Then, yellow toner is supplied to the first chamber 9Y to compensate for the decrease in the concentration of yellow toner consumed in image development. Thus, the concentration of yellow toner in developer contained in the second chamber 14Y can be kept in a predetermined or desirable range. Similar toner supply control is performed in the developing devices 7C, 7M, and 7K.


Also connected to the controller 100 is a toner amount detector 150 that is provided to the toner replenishing device 160 and configured to detect the amount of toner inside a sub-hopper 163.

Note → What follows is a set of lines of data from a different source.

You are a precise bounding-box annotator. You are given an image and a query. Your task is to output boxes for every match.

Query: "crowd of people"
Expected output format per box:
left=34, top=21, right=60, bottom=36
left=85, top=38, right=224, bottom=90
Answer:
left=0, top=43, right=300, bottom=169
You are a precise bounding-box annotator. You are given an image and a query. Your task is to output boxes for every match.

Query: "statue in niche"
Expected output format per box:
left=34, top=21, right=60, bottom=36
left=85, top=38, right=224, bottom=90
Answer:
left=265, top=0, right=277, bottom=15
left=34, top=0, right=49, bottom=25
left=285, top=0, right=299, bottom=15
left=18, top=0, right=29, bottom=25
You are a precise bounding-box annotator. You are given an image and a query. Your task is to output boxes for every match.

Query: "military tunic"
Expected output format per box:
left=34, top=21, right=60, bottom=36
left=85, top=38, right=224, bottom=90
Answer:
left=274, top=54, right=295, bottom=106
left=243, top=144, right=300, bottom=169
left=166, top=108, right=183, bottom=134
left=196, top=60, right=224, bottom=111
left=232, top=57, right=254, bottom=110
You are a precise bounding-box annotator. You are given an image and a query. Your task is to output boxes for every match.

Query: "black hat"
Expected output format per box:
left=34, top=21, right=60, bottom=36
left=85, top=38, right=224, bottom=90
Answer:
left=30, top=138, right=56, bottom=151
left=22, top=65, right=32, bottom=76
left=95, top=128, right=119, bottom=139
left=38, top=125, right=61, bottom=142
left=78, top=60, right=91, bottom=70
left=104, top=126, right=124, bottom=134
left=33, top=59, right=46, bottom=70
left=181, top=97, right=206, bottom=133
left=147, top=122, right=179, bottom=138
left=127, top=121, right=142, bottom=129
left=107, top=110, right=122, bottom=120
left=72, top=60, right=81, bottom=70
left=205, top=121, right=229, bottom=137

Referring back to FIG. 2, the yellow toner image is primarily transferred from the photoreceptor 3Y onto the intermediate transfer belt 41 serving as an intermediate transfer member. Then, the drum cleaning device 4Y removes toner remaining on the surface of the photoreceptor 2Y after the primary-transfer process. Further, a discharger electrically discharges the cleaned surface of the photoreceptor 3Y, and thus the photoreceptor 3Y is initialized in preparation for subsequent image formation.


In other process units 1 as well, toner images are formed on the respective photoreceptors 3 and primarily transferred onto the intermediate transfer belt 41.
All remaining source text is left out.